[Real Ghost Stories by William T. Stead]@TWC D-Link bookReal Ghost Stories CHAPTER I 4/18
It suggests almost inconceivable possibilities as to our own nature, and leaves us appalled on the brink of a new world of being of which until recently most of us were unaware. There are no papers of such absorbing interest in the whole of the "Proceedings of the Society for Psychical Research" as those which deal with the question of the Personality of Man.
"I," what am I? What is our Ego? Is this Conscious Personality which receives impressions through the five senses, and through them alone, is it the only dweller in this mortal tabernacle? May there not be other personalities, or at least one other that is not conscious, when we are awake, and alert, and about, but which comes into semi-consciousness when we sleep, and can be developed into complete consciousness when the other personality is thrown into a state of hypnotic trance? In other words, am I one personality or two? Is my nature dual? As I have two hemispheres in my brain, have I two minds or two souls?
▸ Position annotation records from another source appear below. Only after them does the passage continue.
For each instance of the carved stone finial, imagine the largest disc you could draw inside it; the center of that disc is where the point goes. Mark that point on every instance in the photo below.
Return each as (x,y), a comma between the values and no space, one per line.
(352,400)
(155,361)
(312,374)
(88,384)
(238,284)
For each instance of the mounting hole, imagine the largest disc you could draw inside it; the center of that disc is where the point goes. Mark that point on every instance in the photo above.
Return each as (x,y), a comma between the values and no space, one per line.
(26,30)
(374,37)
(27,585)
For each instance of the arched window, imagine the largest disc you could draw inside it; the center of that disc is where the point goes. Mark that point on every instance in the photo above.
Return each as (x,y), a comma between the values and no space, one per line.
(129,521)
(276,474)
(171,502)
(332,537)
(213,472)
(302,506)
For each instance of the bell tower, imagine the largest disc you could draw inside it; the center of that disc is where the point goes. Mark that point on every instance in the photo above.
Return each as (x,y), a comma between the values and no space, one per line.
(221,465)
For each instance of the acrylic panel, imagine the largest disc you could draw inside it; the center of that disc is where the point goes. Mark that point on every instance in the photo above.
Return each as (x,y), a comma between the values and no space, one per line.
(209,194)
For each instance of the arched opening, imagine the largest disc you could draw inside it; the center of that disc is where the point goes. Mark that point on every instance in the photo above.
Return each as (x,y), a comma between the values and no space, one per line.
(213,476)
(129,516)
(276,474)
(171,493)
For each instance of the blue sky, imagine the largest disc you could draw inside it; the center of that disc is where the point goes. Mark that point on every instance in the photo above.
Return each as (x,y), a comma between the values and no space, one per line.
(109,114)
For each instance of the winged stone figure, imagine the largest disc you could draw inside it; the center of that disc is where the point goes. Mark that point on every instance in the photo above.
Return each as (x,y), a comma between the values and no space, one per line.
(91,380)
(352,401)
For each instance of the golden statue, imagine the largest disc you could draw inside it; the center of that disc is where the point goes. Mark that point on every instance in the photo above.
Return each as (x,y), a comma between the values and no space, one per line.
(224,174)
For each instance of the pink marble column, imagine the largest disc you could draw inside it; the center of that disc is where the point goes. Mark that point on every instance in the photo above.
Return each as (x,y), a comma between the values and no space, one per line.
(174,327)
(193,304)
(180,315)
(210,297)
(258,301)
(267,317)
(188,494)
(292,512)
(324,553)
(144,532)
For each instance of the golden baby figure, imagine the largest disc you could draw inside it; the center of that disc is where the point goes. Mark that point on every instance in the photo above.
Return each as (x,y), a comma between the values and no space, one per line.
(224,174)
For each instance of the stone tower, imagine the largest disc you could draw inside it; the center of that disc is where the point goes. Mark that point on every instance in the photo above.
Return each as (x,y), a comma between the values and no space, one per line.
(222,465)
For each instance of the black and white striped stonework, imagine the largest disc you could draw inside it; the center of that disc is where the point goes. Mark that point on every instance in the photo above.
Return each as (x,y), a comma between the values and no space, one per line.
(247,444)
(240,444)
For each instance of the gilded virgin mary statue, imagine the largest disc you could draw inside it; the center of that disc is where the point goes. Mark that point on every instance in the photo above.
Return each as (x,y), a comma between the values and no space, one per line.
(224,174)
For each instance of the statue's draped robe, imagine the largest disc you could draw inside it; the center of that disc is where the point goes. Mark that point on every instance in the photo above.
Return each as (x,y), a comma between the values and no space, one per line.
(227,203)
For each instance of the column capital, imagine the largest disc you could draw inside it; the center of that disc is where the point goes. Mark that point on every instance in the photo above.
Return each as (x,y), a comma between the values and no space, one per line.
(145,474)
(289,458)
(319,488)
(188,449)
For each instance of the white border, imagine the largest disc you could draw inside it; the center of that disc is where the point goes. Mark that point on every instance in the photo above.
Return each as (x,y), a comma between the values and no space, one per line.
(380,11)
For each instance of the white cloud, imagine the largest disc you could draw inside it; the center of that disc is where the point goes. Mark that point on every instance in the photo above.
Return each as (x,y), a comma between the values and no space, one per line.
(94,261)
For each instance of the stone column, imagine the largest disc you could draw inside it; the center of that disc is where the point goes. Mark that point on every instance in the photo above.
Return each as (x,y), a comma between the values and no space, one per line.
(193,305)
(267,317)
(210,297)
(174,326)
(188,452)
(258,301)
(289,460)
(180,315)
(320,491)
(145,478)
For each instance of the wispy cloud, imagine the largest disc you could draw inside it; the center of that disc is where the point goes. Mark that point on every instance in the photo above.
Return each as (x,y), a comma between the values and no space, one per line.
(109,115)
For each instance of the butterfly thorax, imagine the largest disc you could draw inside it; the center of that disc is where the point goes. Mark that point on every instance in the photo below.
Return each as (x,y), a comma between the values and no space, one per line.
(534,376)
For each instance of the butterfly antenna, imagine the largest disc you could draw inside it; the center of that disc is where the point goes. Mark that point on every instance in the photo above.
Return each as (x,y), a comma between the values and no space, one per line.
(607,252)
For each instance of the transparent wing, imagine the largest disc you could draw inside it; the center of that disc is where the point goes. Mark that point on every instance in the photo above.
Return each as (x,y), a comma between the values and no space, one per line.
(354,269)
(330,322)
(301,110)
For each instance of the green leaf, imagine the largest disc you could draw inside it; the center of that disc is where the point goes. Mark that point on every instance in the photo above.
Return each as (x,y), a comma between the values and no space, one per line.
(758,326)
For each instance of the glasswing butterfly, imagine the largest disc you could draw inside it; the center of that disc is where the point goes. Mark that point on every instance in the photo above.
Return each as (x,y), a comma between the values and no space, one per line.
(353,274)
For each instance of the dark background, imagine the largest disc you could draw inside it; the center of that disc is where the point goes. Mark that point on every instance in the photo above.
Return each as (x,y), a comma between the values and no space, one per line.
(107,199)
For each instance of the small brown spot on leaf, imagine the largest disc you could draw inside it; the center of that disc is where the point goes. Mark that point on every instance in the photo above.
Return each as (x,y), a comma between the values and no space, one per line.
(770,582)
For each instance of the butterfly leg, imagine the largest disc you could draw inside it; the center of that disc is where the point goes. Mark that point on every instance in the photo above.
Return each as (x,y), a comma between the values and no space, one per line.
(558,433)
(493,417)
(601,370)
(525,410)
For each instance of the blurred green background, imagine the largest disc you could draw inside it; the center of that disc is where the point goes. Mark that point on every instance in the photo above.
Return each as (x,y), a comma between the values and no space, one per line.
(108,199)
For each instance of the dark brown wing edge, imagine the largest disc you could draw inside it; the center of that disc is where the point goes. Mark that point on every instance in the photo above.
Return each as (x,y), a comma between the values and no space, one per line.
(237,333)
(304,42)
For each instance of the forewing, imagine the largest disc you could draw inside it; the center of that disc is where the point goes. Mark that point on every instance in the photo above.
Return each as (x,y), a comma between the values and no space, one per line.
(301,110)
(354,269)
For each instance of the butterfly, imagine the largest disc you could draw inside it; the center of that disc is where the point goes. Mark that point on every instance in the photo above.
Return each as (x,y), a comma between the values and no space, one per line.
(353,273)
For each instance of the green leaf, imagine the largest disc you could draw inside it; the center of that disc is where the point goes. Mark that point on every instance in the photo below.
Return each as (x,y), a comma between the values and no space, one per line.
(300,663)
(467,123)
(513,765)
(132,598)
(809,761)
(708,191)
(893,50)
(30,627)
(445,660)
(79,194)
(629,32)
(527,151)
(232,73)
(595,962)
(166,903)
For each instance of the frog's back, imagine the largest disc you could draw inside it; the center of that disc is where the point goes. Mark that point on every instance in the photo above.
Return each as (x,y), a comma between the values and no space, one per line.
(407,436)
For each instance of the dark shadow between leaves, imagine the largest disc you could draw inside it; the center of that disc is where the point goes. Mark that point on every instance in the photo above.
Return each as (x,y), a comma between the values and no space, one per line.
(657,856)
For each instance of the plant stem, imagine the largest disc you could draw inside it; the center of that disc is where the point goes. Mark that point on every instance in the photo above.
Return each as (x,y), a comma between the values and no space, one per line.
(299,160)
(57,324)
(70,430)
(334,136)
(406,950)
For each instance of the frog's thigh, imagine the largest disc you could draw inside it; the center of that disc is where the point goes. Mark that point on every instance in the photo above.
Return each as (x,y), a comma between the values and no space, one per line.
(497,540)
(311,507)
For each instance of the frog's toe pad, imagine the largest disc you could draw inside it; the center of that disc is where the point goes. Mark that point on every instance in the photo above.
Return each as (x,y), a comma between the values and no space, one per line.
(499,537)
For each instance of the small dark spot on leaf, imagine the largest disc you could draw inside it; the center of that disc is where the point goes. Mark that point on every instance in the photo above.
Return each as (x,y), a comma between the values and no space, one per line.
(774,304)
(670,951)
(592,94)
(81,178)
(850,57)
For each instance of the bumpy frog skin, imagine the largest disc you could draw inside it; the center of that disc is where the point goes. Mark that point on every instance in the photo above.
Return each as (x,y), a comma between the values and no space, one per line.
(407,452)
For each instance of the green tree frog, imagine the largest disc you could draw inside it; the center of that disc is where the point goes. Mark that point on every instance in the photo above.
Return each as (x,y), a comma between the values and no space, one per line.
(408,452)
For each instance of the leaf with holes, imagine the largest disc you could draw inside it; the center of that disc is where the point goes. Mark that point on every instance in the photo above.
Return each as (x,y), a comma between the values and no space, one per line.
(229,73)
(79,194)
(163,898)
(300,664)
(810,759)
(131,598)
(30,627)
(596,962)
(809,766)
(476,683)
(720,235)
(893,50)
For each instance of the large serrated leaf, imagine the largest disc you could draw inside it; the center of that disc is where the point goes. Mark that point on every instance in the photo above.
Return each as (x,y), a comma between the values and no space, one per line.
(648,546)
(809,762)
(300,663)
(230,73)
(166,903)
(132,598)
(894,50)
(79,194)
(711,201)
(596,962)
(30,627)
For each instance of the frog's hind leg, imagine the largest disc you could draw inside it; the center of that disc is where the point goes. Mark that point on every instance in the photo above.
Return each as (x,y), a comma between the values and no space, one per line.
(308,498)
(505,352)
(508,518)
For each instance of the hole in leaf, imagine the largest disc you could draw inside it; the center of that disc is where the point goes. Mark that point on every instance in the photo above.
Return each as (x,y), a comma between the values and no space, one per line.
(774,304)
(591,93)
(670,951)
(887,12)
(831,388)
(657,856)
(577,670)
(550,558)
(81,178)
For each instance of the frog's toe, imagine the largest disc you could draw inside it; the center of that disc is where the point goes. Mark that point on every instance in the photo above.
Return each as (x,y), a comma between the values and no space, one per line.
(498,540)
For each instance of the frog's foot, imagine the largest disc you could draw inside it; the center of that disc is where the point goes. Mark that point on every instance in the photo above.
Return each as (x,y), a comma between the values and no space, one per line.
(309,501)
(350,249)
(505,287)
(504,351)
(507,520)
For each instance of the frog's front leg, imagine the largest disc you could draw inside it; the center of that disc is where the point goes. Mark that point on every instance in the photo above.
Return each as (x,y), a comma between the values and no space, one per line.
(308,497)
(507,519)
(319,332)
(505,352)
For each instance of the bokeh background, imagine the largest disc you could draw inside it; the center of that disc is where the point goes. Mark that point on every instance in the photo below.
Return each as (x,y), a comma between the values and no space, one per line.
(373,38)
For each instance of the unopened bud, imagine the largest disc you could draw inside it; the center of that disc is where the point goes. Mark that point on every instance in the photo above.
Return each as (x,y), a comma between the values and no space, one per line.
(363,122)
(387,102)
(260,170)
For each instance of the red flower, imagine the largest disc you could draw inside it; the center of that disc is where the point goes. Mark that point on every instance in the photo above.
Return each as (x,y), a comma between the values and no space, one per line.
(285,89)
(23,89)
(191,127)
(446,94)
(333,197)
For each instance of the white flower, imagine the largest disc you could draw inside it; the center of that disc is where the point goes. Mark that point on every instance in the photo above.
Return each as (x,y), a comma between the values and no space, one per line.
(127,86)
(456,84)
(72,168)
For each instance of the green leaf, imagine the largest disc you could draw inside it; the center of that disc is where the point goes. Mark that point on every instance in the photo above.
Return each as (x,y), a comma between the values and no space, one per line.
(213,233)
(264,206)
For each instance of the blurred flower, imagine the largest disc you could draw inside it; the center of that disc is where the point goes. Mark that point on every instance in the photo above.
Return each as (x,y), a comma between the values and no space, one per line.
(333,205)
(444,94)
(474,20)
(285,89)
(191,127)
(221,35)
The question will, no doubt, appear fantastic in its absurdity to those who hear it asked for the first time; but those who are at all familiar with the mysterious but undisputed phenomena of hypnotism will realize how naturally this question arises, and how difficult it is to answer it otherwise than in the affirmative.
Every one knows Mr.Louis Stevenson's wonderful story of "Dr.Jekyll and Mr.Hyde." The dual nature of man, the warfare between this body of sin and death, and the spiritual aspirations of the soul, forms part of the common stock of our orthodox belief.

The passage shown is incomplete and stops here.